We have these infinitely large population,
we have no overlap between generations.
We have a random sampling,
we have gametic pool.
This is very far from reality if you think of
any natural population like population of humans. The generations do
overlap and there is no such thing as gametic pool, and we pick our partners ourselves,
despite of this, it is very interesting that as soon as population is panmictic,
you go there, you sample a random locus,
and you normally you'll see that it's in Hardy-Weinberg equilibrium.
So, there is an incredible power in
this simplistic model which does
describe real things we observe in panmictic populations,
like populations of humans or random bred cats.
Now, we have just considered a system which consist of two alleles.
I would like you to consider a slightly different question.
Let's think of a system which is made of some arbitrary number say N alleles.
And then I would like you to think about two questions.
First, out of N alleles,
how many genotypes could be made?
And secondly, what would be how the Hardy-Weinberg expectations for such a system?
One of the possible ways to approach this problem would be in a graphical manner.
So what we can do, we can draw a matrix where the N alleles which we can see there,
will be on the column and on the long dimension.
And then the cells within this matrix will
represent specific genotypes made of these two alleles.
It is immediately follows that a number of possible homozygous is simply the number of
alleles N. And when we want to consider how many possible heterozygotes are there,
then they are represented by that off-diagonal elements of the matrix.
Now, mind that we are not distinguishing AB heterozygous from BA heterozygotes,
at the moment we don't quite care whether A came from
mother and B came from father or the other way around.

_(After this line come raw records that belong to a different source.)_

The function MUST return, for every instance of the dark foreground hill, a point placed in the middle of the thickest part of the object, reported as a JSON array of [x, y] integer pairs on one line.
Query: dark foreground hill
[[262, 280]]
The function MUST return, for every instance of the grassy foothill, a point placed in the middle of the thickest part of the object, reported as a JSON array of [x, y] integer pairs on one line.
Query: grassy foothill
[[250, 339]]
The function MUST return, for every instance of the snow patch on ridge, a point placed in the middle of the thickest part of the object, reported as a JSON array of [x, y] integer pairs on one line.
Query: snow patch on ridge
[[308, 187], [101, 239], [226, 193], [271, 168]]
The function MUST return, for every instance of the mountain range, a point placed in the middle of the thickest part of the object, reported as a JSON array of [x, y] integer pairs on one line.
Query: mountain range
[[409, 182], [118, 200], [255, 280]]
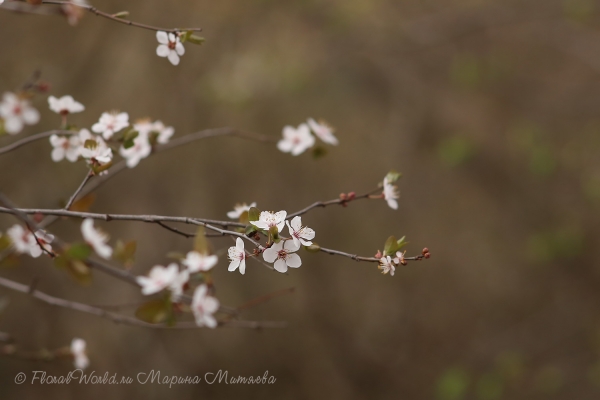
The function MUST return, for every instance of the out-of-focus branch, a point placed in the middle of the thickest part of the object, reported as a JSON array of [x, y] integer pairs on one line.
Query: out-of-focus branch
[[21, 6], [124, 319]]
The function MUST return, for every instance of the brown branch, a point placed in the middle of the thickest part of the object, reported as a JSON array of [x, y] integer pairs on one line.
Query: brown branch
[[123, 319], [341, 201], [88, 176], [31, 9]]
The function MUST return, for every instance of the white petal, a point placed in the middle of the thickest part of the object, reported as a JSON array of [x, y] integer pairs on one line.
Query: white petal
[[293, 261], [173, 57], [162, 37], [162, 51], [280, 266]]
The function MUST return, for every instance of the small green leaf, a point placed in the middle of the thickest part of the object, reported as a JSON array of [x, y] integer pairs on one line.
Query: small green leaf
[[79, 251], [121, 14], [124, 252], [196, 39], [200, 243], [393, 176], [154, 311], [90, 144], [253, 214], [313, 248], [80, 272], [5, 242], [391, 246]]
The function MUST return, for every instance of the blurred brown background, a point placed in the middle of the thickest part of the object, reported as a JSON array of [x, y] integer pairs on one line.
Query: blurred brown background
[[489, 108]]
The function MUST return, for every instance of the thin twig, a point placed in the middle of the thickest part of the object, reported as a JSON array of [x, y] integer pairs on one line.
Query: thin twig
[[124, 319], [88, 176], [340, 201], [33, 138], [23, 7]]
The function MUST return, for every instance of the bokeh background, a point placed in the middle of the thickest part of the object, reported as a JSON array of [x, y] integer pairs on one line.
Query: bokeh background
[[489, 108]]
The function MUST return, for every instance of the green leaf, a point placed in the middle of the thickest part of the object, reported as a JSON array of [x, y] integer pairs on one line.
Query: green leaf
[[90, 144], [124, 252], [80, 272], [391, 246], [5, 242], [401, 243], [200, 243], [313, 248], [393, 176], [79, 251], [196, 39], [121, 14], [154, 311], [253, 214]]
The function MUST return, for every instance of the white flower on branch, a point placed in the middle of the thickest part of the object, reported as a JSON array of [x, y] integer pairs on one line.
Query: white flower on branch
[[268, 219], [299, 233], [111, 123], [296, 140], [386, 265], [160, 278], [141, 149], [170, 46], [204, 307], [390, 194], [96, 238], [24, 241], [93, 149], [282, 254], [237, 255], [17, 112], [65, 105], [197, 262], [65, 147], [239, 209], [78, 351], [323, 131]]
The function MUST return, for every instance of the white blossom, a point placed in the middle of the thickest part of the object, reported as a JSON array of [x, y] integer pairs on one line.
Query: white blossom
[[399, 259], [95, 153], [323, 132], [282, 254], [296, 140], [111, 123], [299, 233], [78, 351], [17, 112], [65, 105], [24, 241], [390, 194], [239, 209], [204, 307], [237, 255], [170, 46], [141, 149], [96, 238], [386, 265], [197, 262], [268, 219], [159, 278], [65, 147]]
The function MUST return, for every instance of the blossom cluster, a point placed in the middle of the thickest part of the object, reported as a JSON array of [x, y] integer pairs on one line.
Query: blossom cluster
[[137, 139], [174, 280], [282, 252], [297, 140]]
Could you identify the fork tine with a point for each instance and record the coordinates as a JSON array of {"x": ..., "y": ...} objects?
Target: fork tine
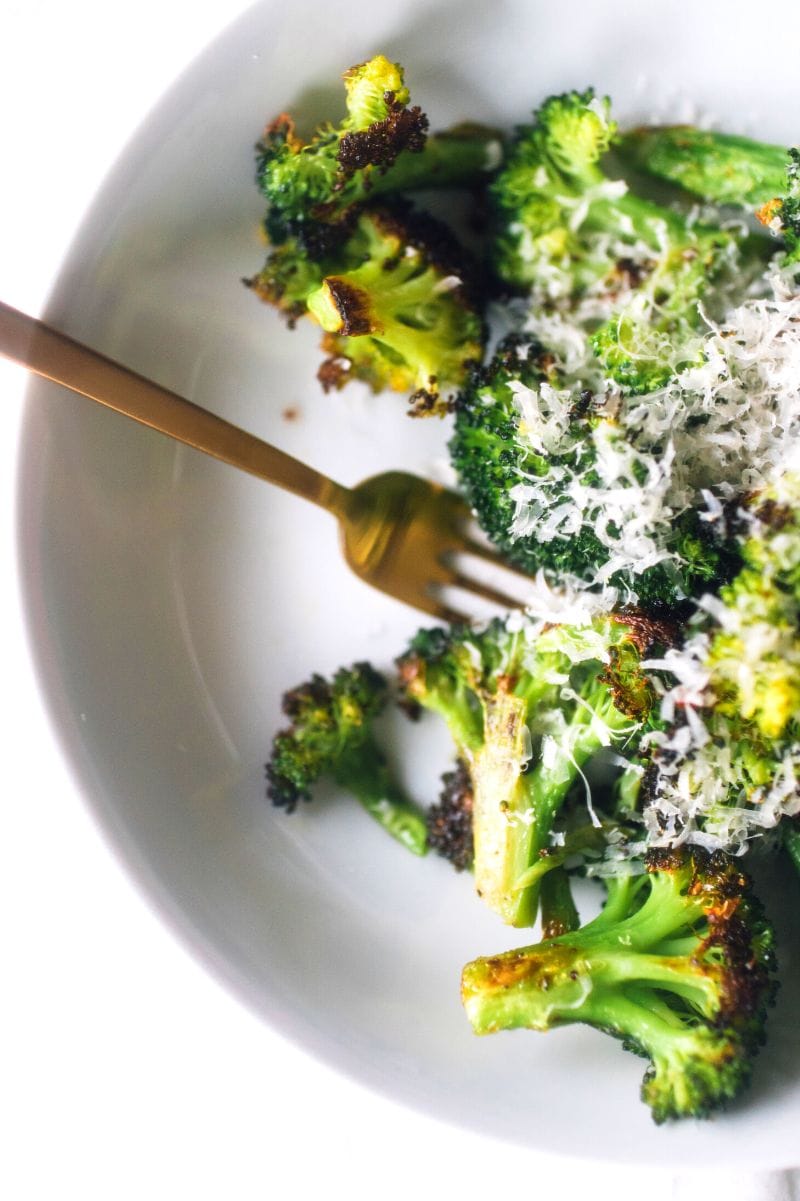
[
  {"x": 443, "y": 613},
  {"x": 485, "y": 591},
  {"x": 469, "y": 547}
]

So in that, there are off-diagonal elements,
they are symmetric and equivalent.
And then if you want to count a number off-diagonal elements,
we can do it in this way.
So total number of elements in this matrix is N squared,
and N of them is homozygous.
So if we subtract the N and divide the result by two,
this will give us the number of possible heterozygotes.
So at the end, if you add up the number of homozygous and heterozygotes,
we are going to come up with the figure of a product of
number of alleles by number of alleles plus one divided by two.
And then thinking of Hardy-Weinberg equilibrium,
we can follow exactly the same logic as we did in the biallelic system,
and then the probability of homozygote is simply a square of the frequency of
respective allele and the probability of heterozygote
is twice the product of the frequencies of respective alleles.